His passionate outburst came after the White House spokeswoman repeatedly assailed the news media for what she said was unfair coverage of the Trump administration. She cited journalists' use of unnamed sources and continued coverage of the "Russia/Trump hoax."

"If we make the slightest mistake, the slightest word is off, it is just an absolute tirade from a lot of people in this room," Sanders said, "but news outlets get to go on, day after day, and cite unnamed sources, use stories without sources."

But it was when Sanders referenced the resignation of three CNN employees following a retracted story on Russia that Karem grew frustrated.

"Come on. You're inflaming everybody right here, right now with those words. This administration has done that as well," he said, referring to the use of anonymous sources.

"Why in the name of heavens — any one of us are replaceable and any one of us, if we don't get it right, the audience has the opportunity to turn the channel or not read us," he said. "You have been elected to serve for four years at least. There's no option other than that."

Sanders said she disagreed completely with Karem's assertions.

"I think if anything has been inflamed it's the dishonesty that often takes place by the news media, and I think it is outrageous for you to accuse me of inflaming a story when I was simply trying to respond to his question," she said.

So, when we are wrong we correct ourselves but when has POTUS ever done that? We are not FAKE news.

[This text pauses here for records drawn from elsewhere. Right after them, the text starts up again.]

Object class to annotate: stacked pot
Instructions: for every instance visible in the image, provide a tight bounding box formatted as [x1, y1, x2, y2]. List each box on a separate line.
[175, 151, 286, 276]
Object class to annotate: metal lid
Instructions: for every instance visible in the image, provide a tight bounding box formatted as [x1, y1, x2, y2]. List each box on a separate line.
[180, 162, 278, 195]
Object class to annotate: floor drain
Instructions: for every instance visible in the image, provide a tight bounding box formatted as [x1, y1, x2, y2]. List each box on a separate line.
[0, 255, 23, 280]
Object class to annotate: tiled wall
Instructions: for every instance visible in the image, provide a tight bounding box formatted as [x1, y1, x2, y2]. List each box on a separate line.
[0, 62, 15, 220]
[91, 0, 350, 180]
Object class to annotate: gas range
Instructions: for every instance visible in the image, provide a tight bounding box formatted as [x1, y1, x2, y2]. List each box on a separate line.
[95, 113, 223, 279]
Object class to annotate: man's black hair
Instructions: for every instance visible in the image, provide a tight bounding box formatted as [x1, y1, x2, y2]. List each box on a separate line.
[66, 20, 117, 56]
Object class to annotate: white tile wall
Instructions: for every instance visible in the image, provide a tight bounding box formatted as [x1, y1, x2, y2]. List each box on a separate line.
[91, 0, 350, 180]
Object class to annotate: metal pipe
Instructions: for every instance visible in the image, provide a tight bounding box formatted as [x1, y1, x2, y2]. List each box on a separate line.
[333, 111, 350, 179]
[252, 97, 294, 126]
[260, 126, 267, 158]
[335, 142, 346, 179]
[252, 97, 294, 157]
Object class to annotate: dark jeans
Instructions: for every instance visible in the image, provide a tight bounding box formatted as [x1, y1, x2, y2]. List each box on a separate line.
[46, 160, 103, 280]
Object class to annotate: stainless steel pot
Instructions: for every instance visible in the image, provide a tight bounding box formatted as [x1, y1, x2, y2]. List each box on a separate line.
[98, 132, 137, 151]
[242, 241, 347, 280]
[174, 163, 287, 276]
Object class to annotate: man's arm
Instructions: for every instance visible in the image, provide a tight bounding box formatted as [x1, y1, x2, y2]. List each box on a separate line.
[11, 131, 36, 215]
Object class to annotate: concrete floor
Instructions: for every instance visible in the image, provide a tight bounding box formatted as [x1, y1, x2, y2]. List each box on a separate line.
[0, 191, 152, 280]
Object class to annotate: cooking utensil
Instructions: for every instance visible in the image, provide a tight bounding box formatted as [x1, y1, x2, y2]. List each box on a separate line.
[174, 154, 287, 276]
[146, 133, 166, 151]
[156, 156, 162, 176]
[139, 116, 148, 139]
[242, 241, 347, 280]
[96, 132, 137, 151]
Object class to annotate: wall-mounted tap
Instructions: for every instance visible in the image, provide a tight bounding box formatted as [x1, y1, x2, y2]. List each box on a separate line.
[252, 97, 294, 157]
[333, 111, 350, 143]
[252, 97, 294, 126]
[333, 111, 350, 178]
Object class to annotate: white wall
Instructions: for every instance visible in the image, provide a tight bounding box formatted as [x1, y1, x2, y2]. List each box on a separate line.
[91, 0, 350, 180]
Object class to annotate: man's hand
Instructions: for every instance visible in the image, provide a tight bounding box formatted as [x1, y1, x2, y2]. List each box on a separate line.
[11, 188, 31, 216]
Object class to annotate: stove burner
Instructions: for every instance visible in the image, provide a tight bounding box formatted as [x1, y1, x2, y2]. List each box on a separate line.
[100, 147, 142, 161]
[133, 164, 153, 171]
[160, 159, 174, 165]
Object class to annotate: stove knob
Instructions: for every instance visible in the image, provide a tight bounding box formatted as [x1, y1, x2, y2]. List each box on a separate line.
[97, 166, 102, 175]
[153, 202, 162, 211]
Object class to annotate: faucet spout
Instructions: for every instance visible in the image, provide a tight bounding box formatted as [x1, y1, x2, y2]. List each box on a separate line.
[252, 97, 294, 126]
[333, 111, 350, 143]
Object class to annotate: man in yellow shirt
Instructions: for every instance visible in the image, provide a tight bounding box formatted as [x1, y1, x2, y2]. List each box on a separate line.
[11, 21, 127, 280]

Karem, who also writes a regular political column for Playboy magazine, told BuzzFeed News he spoke up during the briefing because he became frustrated "over the tainting all of us with the brush of 'fake news' and total disrespect for what we do."

"When we make mistakes, we issue corrections, people get fired, there are consequences. I've yet to see any consequences for this administration," he said.

The exchange quickly lit up social media, with many praising Karem for his highly unusual televised confrontation with a White House official.

Karem also quickly gained tens of thousands of new Twitter followers.

Wow. This entire exchange at the WH briefing. Must watch. https://t.co/ZxEEe6e31P

@BhavishaPatel @grynbaum @BraddJaffy @BrianKarem That was an amazing exchange I'm disappointed more of his colleagues didn't follow suit

@isabellabc @kimwim @BraddJaffy Same here. He's the hero we have been waiting for. JournoMan!

@BraddJaffy Who is he, and will he have his creds tomorrow?

@BraddJaffy He should've received a standing ovation. They all need his courage.

@Senterstage @Utleyjacobite @BraddJaffy I dunno, but today that Man was the voice of America! #PressBriefingHero… https://t.co/YrUFTYruEt

The integrity of the news media is a subject close to Karem's heart, he said, because he once spent time in prison for refusing to identify a confidential source.

While working at a San Antonio television station in 1989, Karem spoke by phone with a murder suspect in prison, but refused to hand over his notes or identify who had set up the call. He was jailed for six months in 1990, but served only two weeks after Karem's source was uncovered by others and she allowed Karem to identify her.

"Journalists will applaud Karem's stand for the principle that reporters should not be compelled to reveal confidential sources," read a 1992 Publishers Weekly review of the book he wrote about his jailing.

"My time in jail taught me that while I don't take myself too seriously, I take what we do seriously," he said. "There are journalists who have given their life for the cause, who have been jailed or beaten for the cause."

Sanders did not immediately return a request for comment.

Karem said he had respect for, and gets along with, Sanders and press secretary Sean Spicer.

"But I wish the president of the United States and his staff had a little bit more respect for what we do," he said.